Depuis une vingtaine d’années, rappelons-le une fois de plus, les musiciens souffrent d’un déclin prononcé de leur condition économique, déclin que dictent les géants du web, vu le partage injuste et non réglementé des revenus générés par la musique dans un environnement numérique. Cette tendance s’incruste depuis 2000, deux décennies pendant lesquelles les institutions n’ont jamais formé autant d’instrumentistes, interprètes et compositeurs de grand talent… et dont les perspectives d’avenir sont piètres pour la majorité absolue d’entre eux. Hormis l’interprétation ou la composition, l’enseignement de la musique n’est plus exactement une solution intéressante pour la plupart d’entre eux : étant plus nombreux à exceller, les jeunes professionnels peuvent beaucoup moins espérer des postes intéressants dans l’ensemble du réseau de l’enseignement.
« Cette tendance était déjà là avant la pandémie, explique Luc Fortin mais, depuis deux ans, cette réalité est exacerbée. Nous de la Guilde faisons régulièrement la tournée des institutions d’enseignement et, depuis 2018-19, on nous parle d’une baisse de clientèle étudiante intéressée à la musique. Alors imaginez aujourd’hui! Certains instruments ne sont même plus enseignés dans certaines écoles ou facultés, faute d’élèves ! Nous n’avons pas de statistiques à ce titre, mais cette baisse est assez importante pour que le personnel enseignant nous en parle régulièrement. »

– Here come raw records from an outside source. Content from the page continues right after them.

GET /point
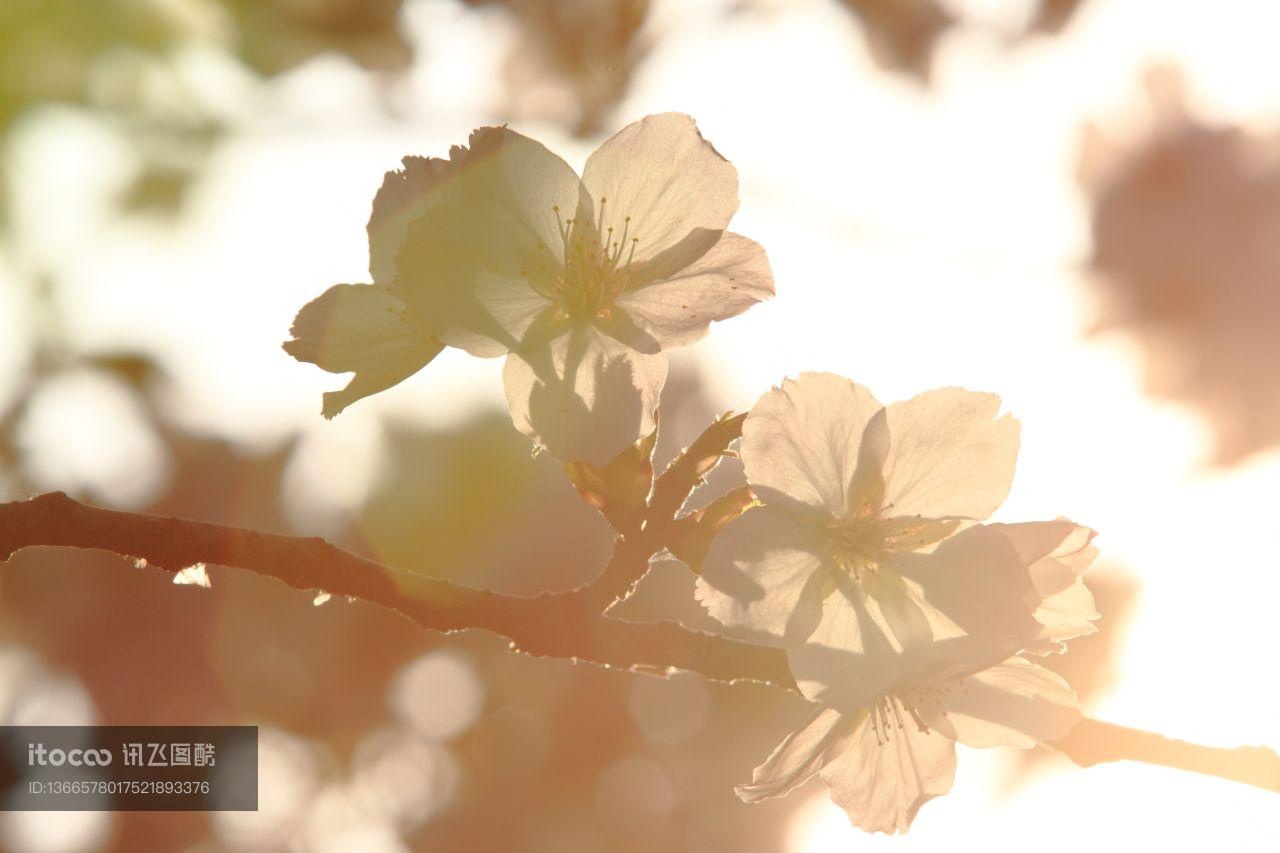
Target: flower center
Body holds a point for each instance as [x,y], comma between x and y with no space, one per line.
[896,711]
[597,264]
[860,543]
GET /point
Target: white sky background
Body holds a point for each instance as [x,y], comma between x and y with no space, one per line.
[918,238]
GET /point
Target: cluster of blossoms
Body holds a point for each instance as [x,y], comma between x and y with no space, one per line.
[905,620]
[581,282]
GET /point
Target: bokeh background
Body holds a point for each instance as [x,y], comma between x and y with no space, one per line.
[1072,203]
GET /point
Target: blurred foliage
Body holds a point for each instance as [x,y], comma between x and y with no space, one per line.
[1187,249]
[903,35]
[560,757]
[588,46]
[122,62]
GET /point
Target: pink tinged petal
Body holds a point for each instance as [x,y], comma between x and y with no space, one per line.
[584,396]
[851,655]
[1059,553]
[955,610]
[361,329]
[478,265]
[758,570]
[1014,703]
[405,195]
[800,442]
[949,455]
[730,278]
[973,589]
[666,177]
[883,776]
[796,758]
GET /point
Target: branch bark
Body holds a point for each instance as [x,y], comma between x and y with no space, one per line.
[563,625]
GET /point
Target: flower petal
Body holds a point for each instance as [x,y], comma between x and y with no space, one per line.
[360,328]
[584,396]
[796,758]
[850,656]
[666,177]
[882,778]
[800,442]
[405,195]
[1059,553]
[1014,703]
[726,281]
[949,455]
[974,584]
[958,609]
[479,265]
[757,571]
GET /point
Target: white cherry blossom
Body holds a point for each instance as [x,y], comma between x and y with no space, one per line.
[364,328]
[867,553]
[583,281]
[887,757]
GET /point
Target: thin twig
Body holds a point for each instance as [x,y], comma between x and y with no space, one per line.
[553,625]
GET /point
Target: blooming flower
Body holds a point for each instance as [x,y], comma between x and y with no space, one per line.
[865,553]
[583,281]
[886,758]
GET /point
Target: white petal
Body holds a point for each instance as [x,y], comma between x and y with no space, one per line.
[403,196]
[584,396]
[958,609]
[1059,553]
[974,585]
[730,278]
[1014,703]
[360,328]
[949,455]
[757,570]
[800,442]
[796,758]
[850,656]
[478,267]
[882,779]
[666,177]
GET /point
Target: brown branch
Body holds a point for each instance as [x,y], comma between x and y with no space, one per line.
[1093,743]
[562,625]
[554,625]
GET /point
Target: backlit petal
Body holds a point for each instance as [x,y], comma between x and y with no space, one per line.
[800,442]
[666,177]
[584,396]
[796,758]
[949,455]
[726,281]
[479,264]
[1014,703]
[361,329]
[757,570]
[882,778]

Nous voilà peut-être au terme de la dernière vague majeure de la pandémie mais rien n’indique le retour des jours meilleurs côté musique vivante:
« Depuis peu, observe Luc Fortin, des dizaines de milliers de personnes sortent dans des centaines de restaurants et qui ne portent pas de masques lorsqu’ils mangent. Dans les bars on devra rester masqué. Présenter des concerts dans les petites salles ? Un spectacle n’est pas rentable dans un bar rempli à 50% de sa capacité. Et je remets en question cet argument très discutable du nombre de 500 sièges maximum dans les grands amphithéâtres.”
Le bureau du PM en prendra-t-il acte ? Au bureau du président de la Guilde, on ne se fait pas d’illusions…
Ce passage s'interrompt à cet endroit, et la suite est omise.